Business

Chip Sales Post Strong Quarter, but Growth Seen Slowing

Semiconductors sales grew by more than 13 percent in the first quarter, outpacing forecasts thanks to demand for chips installed in smartphones and other portable devices, a trade group said today.

The Semiconductor Industry Association (SIA) said sales for the first three months were US$55.3 billion, up 13.2 percent from the $48.9 billion in worldwide sales in the same time frame last year.

The growth comes as a surprise. Forecasts were for lower growth rates for 2005, and the first quarter is typically a low-volume one during which computer and device makers focus on working down inventory built up during the fourth quarter.

Good Sign

“The first quarter is historically a relatively weak one for the microchip industry,” said SIA President George Scalise. “The unexpected strength of semiconductor sales … is a good sign for the industry.”

Sales were up from the fourth quarter by 0.4 percent.

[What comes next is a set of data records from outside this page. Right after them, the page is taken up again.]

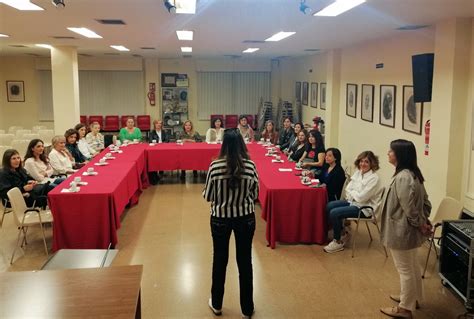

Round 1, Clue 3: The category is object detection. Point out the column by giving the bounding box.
[51,46,80,135]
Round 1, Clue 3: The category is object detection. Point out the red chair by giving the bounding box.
[120,115,137,127]
[225,114,239,128]
[104,115,120,132]
[137,115,151,132]
[89,115,104,128]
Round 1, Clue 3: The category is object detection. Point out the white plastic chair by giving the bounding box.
[0,133,15,146]
[7,187,53,264]
[421,197,462,278]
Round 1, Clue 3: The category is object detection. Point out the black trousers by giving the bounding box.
[211,214,255,316]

Sales for March were up 2.2 percent from February, to $18.4 billion.

The SIA said consumer electronics, rather than corporate demand, was what drove the increases. “Consumer spending on electronics was stronger than historical patterns for the first quarter despite reports of declining consumer confidence,” Scalise said.

Scalise said the current second quarter is likely to see sales flat to slightly higher compared to a year ago. The industry group said it would release an updated forecast for the full year next month. Its original outlook had called for flat sales, which Scalise acknowledged “now appears to have been overly cautious.”

Slowdown Coming?

In fact, forecasts vary widely, with several firms calling for a supply glut to be worked through in the second and third quarters, paving the way for stronger growth again in the last part of 2005 and beyond.

Advanced Forecasting said the industry remains “relatively robust,” despite some softness in revenue caused by pricing pressure. Still, the firm said the current growth “will not be long-lasting.”

Some individual chip makers have battled the perception that demand is slackening, with companies such as Intel, Advanced Micro Devices and Samsung Electronics all adjusting their forecasts.

Standard & Poor’s said in a report released yesterday that major chipmakers such as Intel face a difficult year as they try to match up to strong growth patterns from the year-ago time period.

The prospect of cooling sales means that a premium will be placed on execution of strategies, which in the current climate means a heavy emphasis on supply of 64-bit chips to the PC market, while pushing to expand into the consumer market at every opportunity, Mercury Research analyst Dean McCarron told the E-Commerce Times.

“Chip makers know they can’t count on organic growth in the long term,” he said. “At some point, you get back into a battle for market share,” where Intel has “the upper hand.”

Peaks and Valleys

The semiconductor market has traditionally been highly cyclical, with steep peaks in demand and periods of lighter activity based on the demand for computers and other devices from businesses and consumers. The industry is also highly sensitive to overall market conditions.

However, some analysts had been calling for an additional “correction” in the semiconductor market, as product makers decreased the number they bought after overestimating how many chips they’d need to keep up with demand.

Late last year, research firm IDC predicted negative growth for the chip industry in 2005, with sales shrinking 2 percent when compared to what had been a very strong 2004. However, even that report called for a strong long-term outlook, with double-digit annual growth rates over a five year period.

More recently, the firm noted the surge in semiconductors for cell phones and other consumer devices was lifting the overall industry. However, the shift to a market driven by consumer growth also poses challenges to the chip industry, IDC senior research analyst IdaRose Sylvester said.

“The consumer semiconductor market is one of the fastest growing and most challenging segments in the industry,” Sylvester said. “Only the most strategically focused semiconductor vendors are going to benefit substantially from this growth.”